My well-travelled writing desk

May 16, 2024 | 2 comments |

On X (formerly Twitter), Welsh author friend Tracy Rees posted recently that she has two desks, an “expensive oak-topped one” and a “cheap self-assembly one” she built twenty-three years ago and has “carried…from house to house…ever since.”

I too have several desks but do most of my writing on an also “cheap self-assembly” desk. It’s one I bought as a postgraduate student at University College London in *mumble mumble* (but more than twenty-three) years ago!

I got my desk in the summer sales at what was then British modern home designer Habitat’s flagship store on London’s Tottenham Court Road.

And like Tracy, my sturdy black modular, steel desk has also travelled with me from house to house.

It has crossed the Atlantic between England and Canada three times.

In England, and from student days to my adult professional life I’ve written on it in five London neighbourhoods and a Berkshire village.

My desk has travelled three-quarters of the way across Canada and been with me in homes in Winnipeg, Edmonton, Ottawa and now small-town Eastern Ontario.

It also travelled to Victoria, British Columbia when, in a move between Edmonton, Alberta and Ottawa some of my furniture was accidentally sent farther west in Canada instead of east.

I’ve had this desk longer than I’ve been married, and it has outlasted multiple pieces of computer equipment and ergonomic chairs.

After all these years, my desk is both cherished friend and part of who I am.

I’ve sat at it in times of writerly celebration, despair and everything in between.

From cradling an infant English Rose while trying to meet a then day-job deadline, to my now grown daughter using it for her own work Zoom calls, this desk is also part of my family.

Although I can and often do write elsewhere, the words seem to flow better here at the desk that’s been a constant in so many seasons of my life. I’ve written parts of all my books at it as well as essays and a thesis.

I’m currently halfway through writing the first draft of The Teacher Evacuees, the start of my new WW2 British home front women’s fiction series out in 2025.

And as I visit 1940s England in my imagination, my English desk is part of that journey and it—and I—have come almost full circle.

As for Tracy Rees who inspired this post? If you haven’t yet discovered her wonderful books (she writes both historical and contemporary fiction), find out more on her website here.


  1. Heidi Vanstone

    How lovely that a “cheap self-assembly” desk has served you so well. These days, long-lasting furniture (and appliances!) are a dying breed.
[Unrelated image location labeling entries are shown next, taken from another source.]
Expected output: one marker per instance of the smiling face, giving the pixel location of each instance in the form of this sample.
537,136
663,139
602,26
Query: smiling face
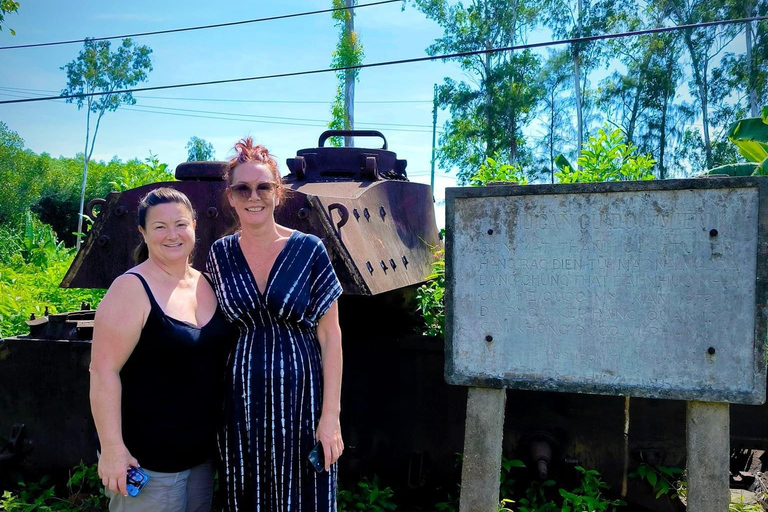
169,232
256,207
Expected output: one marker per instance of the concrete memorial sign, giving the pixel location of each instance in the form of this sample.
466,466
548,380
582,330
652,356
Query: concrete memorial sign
655,289
647,289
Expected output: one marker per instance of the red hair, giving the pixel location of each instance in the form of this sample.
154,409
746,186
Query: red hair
247,152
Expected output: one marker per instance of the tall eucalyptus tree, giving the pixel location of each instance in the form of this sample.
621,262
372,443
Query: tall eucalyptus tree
497,100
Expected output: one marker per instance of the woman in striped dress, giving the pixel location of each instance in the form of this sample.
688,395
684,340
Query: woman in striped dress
284,376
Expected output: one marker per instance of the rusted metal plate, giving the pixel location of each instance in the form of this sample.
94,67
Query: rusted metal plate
388,235
654,289
107,250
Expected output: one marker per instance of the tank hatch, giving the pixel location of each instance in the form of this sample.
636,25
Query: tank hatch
378,227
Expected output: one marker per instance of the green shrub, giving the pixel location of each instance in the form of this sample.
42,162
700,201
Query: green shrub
606,157
32,265
366,496
430,297
84,494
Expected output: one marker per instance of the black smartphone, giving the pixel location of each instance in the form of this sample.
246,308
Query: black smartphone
317,457
135,481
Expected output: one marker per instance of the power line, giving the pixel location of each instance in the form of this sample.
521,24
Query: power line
201,27
248,118
404,61
237,100
237,114
357,102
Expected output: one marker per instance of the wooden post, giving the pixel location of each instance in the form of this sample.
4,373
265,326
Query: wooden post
482,450
708,448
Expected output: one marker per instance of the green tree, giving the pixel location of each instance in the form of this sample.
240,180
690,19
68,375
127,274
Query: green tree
7,7
199,150
349,52
704,45
582,18
97,70
640,100
557,133
606,156
490,109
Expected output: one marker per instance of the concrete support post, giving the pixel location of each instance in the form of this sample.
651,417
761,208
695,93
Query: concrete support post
708,447
482,450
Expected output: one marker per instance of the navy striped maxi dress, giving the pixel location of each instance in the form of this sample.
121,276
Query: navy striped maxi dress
274,380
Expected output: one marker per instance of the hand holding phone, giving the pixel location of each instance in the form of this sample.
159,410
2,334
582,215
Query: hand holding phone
136,480
316,457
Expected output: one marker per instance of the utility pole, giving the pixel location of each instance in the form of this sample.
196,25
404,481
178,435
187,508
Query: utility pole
434,132
349,77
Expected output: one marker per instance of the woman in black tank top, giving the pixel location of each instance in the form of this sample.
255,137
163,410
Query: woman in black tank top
158,355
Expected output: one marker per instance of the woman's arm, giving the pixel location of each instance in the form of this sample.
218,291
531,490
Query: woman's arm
116,330
329,428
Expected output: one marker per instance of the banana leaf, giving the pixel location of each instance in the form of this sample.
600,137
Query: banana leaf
747,169
751,137
762,169
561,162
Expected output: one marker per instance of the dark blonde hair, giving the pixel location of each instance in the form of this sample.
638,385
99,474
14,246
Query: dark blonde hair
162,195
247,152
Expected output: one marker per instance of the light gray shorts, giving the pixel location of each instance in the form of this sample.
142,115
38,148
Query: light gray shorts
186,491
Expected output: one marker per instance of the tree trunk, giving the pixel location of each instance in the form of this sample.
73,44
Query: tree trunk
700,79
489,146
349,81
753,109
85,177
552,137
577,83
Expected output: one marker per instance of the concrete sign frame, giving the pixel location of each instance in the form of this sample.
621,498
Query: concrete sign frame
505,207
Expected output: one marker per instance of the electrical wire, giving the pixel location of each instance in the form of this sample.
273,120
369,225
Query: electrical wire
237,100
200,27
286,121
403,61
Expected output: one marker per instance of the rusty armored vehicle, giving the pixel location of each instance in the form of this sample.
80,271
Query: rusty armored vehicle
400,419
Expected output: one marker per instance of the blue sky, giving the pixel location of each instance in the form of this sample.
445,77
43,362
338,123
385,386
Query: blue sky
294,110
387,33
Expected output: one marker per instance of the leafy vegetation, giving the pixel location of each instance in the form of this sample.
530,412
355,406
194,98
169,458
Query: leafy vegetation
664,481
367,495
6,7
606,156
99,70
199,150
494,170
588,496
32,264
348,52
84,493
750,136
50,187
430,296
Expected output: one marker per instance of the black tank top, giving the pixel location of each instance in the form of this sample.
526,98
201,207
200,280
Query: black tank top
172,389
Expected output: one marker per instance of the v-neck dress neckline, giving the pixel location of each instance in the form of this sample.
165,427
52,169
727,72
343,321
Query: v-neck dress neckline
270,276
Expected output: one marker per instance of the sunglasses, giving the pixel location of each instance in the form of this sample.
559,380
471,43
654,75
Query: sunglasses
264,190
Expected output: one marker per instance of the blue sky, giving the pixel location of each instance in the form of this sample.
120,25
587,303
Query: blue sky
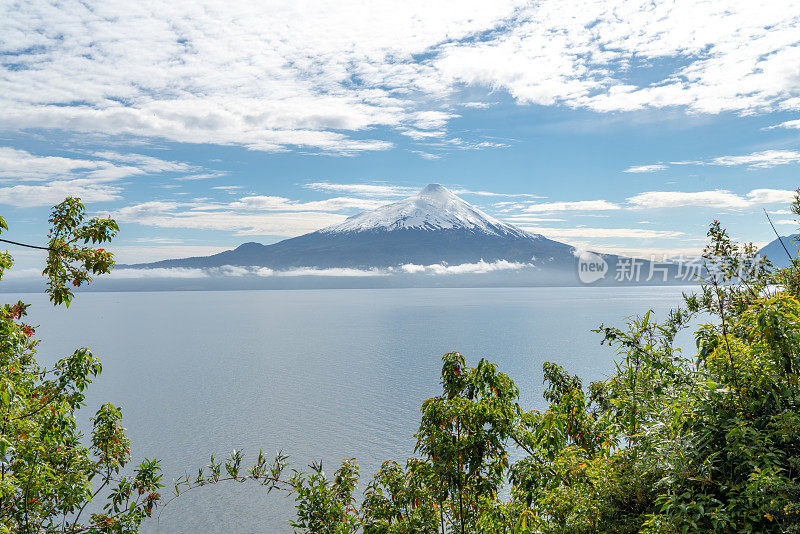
619,126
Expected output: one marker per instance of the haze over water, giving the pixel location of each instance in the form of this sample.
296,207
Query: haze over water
327,374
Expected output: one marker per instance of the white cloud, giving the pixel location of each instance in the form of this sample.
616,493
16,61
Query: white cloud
580,205
47,180
570,233
646,168
766,158
270,203
793,124
21,165
719,198
170,214
367,190
757,160
480,267
327,76
201,176
26,196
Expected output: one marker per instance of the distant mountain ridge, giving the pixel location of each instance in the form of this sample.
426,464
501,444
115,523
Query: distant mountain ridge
776,253
433,226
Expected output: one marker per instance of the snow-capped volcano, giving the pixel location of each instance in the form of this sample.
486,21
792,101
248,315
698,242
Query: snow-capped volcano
433,208
432,227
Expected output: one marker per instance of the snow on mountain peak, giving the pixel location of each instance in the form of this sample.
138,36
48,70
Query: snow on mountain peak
433,208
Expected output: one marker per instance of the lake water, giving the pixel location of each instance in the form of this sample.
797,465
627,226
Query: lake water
326,374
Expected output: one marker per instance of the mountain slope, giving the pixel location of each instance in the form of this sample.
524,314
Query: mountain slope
433,226
775,252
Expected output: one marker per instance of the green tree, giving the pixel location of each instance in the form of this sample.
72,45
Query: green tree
48,475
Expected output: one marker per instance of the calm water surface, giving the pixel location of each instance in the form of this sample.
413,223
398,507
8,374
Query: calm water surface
327,374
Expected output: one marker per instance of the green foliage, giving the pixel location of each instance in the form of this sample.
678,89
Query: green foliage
670,443
48,476
70,261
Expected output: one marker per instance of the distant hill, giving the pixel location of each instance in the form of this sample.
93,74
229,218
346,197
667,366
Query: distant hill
776,253
433,226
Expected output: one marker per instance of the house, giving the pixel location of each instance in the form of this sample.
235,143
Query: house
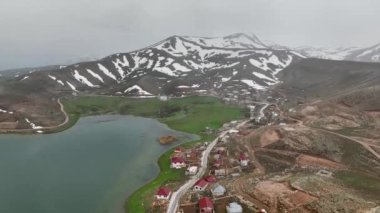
206,205
210,179
177,162
192,170
163,193
234,208
218,163
220,172
218,190
163,98
179,149
200,185
243,159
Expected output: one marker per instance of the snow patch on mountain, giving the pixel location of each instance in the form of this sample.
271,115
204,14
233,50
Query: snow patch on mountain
107,72
253,84
138,90
83,79
95,75
71,86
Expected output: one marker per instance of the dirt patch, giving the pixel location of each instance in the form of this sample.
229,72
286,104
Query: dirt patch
309,110
307,160
269,136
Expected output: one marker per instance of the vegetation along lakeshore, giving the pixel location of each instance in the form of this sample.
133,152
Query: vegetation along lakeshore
189,114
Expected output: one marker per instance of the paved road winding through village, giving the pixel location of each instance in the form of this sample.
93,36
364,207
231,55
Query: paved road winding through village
174,200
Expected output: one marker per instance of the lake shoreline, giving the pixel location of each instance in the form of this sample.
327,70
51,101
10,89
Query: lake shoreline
190,115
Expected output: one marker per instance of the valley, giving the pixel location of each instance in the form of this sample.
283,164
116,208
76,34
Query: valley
279,131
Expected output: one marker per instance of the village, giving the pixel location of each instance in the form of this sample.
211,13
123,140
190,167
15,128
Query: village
227,161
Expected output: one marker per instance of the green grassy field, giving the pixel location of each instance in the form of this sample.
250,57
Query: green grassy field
190,114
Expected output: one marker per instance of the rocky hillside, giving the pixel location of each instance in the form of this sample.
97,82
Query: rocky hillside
177,65
314,78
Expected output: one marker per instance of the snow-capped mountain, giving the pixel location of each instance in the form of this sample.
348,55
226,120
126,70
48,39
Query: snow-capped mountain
234,65
369,54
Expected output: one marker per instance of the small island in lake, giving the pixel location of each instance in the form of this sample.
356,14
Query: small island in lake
167,139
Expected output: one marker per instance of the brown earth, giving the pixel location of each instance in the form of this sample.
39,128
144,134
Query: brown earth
167,139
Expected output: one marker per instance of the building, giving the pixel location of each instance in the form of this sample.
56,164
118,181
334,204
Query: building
163,193
177,162
234,208
220,172
218,190
243,159
163,98
192,170
210,179
206,205
218,163
179,149
200,185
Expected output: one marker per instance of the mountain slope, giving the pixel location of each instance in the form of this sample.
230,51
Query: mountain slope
368,54
177,65
326,78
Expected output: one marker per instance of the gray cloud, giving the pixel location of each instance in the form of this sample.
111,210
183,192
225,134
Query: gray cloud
41,32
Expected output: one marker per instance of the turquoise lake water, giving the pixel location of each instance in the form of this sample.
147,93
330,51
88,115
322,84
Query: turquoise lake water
91,167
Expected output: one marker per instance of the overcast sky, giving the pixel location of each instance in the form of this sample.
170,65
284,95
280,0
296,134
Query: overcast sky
43,32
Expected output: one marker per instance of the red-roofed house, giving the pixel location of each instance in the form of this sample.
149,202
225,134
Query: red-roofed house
206,205
163,193
200,185
243,159
177,162
218,163
179,149
210,179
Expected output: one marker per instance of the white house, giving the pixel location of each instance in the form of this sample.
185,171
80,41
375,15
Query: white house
192,170
163,193
243,159
234,208
177,162
200,185
218,190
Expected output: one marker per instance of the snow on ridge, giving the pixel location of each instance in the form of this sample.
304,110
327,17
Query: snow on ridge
56,80
83,79
52,77
165,70
369,51
119,69
266,78
71,86
298,54
180,67
33,125
60,82
226,79
25,77
95,75
140,91
253,84
259,64
107,72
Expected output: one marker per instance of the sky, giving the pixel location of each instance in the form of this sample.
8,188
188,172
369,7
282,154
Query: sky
47,32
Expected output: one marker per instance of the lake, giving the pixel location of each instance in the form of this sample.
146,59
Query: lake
91,167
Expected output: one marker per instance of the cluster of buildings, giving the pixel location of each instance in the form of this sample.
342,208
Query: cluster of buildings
186,158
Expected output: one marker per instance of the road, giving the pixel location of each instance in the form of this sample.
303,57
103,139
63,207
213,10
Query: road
176,196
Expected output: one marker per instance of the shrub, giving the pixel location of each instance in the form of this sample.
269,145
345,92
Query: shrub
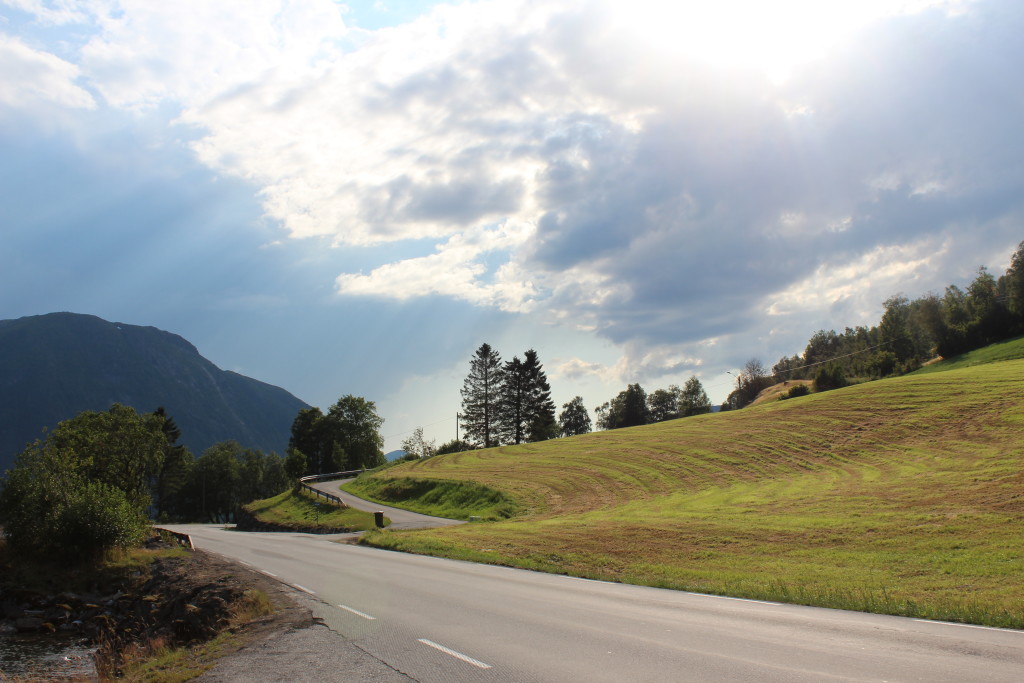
829,378
796,390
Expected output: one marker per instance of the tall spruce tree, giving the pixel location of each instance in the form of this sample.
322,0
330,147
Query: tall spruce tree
513,413
541,423
480,397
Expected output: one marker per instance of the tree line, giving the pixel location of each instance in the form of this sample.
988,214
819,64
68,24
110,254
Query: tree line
95,480
912,332
510,402
506,402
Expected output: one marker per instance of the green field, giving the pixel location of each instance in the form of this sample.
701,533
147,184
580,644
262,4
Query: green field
301,510
902,496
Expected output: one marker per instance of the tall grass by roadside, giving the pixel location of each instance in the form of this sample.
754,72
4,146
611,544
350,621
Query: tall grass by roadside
298,509
901,496
455,500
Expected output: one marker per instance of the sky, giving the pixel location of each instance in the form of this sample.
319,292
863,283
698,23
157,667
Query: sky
349,198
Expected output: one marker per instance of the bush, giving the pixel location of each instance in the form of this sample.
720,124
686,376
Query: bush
96,518
49,509
829,378
796,390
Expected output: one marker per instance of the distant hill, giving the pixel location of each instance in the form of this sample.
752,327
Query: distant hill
55,366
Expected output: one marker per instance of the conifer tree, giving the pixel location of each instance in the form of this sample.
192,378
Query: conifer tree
480,395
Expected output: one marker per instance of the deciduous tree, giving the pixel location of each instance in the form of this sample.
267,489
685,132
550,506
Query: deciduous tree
574,419
693,399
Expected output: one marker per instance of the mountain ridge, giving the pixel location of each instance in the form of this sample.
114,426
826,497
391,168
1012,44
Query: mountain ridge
54,366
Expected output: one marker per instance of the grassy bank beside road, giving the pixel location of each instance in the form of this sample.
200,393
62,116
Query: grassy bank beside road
300,510
903,496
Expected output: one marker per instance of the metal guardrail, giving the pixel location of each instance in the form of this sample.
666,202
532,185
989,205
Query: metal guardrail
182,539
327,477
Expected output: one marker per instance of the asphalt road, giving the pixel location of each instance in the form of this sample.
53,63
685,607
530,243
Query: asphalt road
402,519
435,620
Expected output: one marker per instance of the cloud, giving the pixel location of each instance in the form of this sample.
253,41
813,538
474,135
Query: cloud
35,79
455,269
192,51
590,167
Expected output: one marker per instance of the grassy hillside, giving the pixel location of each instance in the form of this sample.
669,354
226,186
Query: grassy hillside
300,510
903,496
1008,350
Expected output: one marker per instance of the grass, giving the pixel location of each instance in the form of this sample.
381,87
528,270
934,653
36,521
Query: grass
301,510
159,662
455,500
1008,350
902,496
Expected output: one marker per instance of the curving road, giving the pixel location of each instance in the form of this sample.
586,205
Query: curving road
435,620
402,519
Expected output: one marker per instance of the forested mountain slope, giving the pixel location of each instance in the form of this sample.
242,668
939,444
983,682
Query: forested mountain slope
55,366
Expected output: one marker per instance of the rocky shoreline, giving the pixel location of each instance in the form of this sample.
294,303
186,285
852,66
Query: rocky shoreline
180,601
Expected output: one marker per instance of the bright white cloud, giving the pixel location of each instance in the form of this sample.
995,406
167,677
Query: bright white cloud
192,51
655,174
32,78
864,282
456,269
So glad you have a “trusty” place to be creative! I am quite fond of my own desk, although it has been given to one of the children, because of the family history associated with it.

  2. Laura Tapper

    What a lovely piece and a fascinating insight into your writer’s journey. It’s very true to the war time maxim drummed into me as a child: ‘waste not, want not’. In our throw away world, it’s a lesson in the concept that something might only be able to develop its full value if we allow it to stay in our lives for long enough. As a writer, teacher and student who has never used a desk, I was also delighted to read about yours. Thanks for sharing, Jen ????